The magnitude of the entire difference vector of the roots is $$||\text{Roots}(p(x))-\text{Roots}(q(x))||_2=9.995367\times10^{-7}$$ and indeed the roots changed very little. This is all relative because another perspective is that a change of the order $10^{-17}$ to the coefficient vector caused the magnitude of the roots vector to change by almost $10^{-6}$ which is eleven orders of magnitude. This is gigantic from another point of view. The vector function which maps the coefficients of a polynomial to its roots is indeed continuous. But being continuous doesn't restrict the gradient in anyway. It can be large or small.

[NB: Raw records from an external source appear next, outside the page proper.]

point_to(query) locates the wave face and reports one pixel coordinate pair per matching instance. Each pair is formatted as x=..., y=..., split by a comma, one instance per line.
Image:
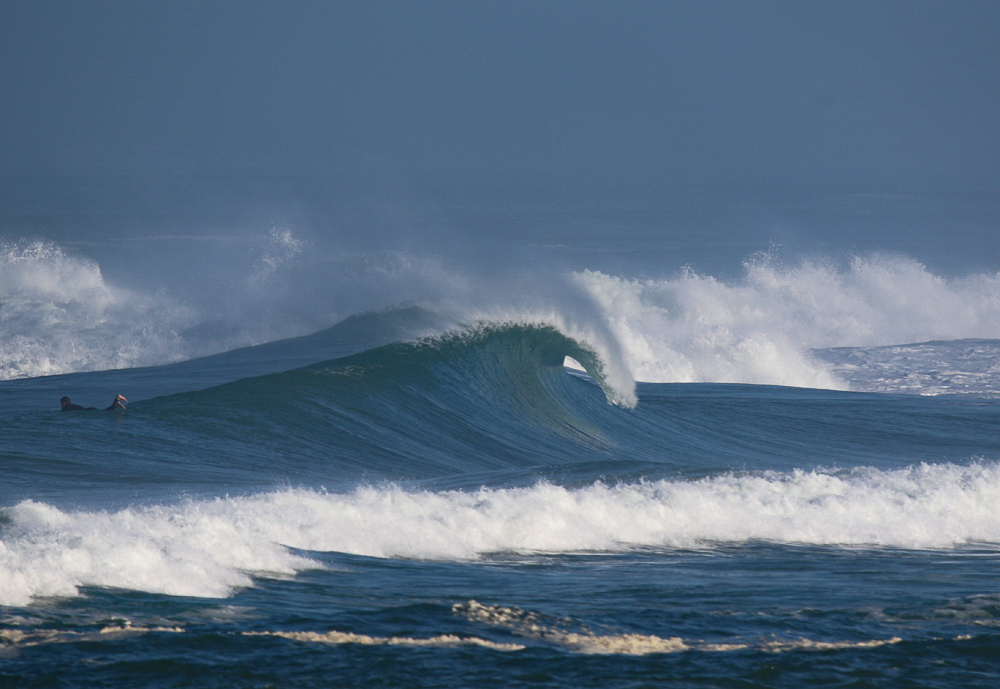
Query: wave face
x=486, y=485
x=775, y=325
x=778, y=324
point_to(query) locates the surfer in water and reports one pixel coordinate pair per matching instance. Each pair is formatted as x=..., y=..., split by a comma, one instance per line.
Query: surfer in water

And in this case, the gradient of this vector function just happens to be very large at this particular point in its domain.
Solution 2:
If $r$ is a root, thought of a a function of $a_0$, then by implicit differentiation we get $$ \dfrac{dr}{da_0} = - \frac{1}{p'(r)}$$
The roots that will be strongly affected by a small change to $a_0$ are those for which $|p'(r)|$ is small - in particular, multiple roots, which are those where $p'(r) = 0$.
EDIT: On the other hand: given any simple closed contour $\Gamma$ such that no root is on $\Gamma$, let $\eta = \inf_{z \in \Gamma} |p(z)|$. Then any change to $a_0$ by less than $\eta$ in absolute value will leave constant the number of roots inside $\Gamma$, counted by multiplicity.
Solution 3:
The general dictum is that the roots of the polynomial vary continuously with the coefficients, but not analytically.
Typical of what makes the "trajectories" of roots follow curves that are not analytic is what happens to a double root as it reaches the origin. That is consider $x^2 = \varepsilon$, so that small positive values of $\varepsilon$ give you a pair of distinct (positive/negative) real roots which become a double root at $\varepsilon = 0$. If $\varepsilon$ become small negative, the two roots which coalesced at zero fly off as a conjugate pair, i.e. going along a trajectory at right angles to the trajectory that brought the pair together as a double root.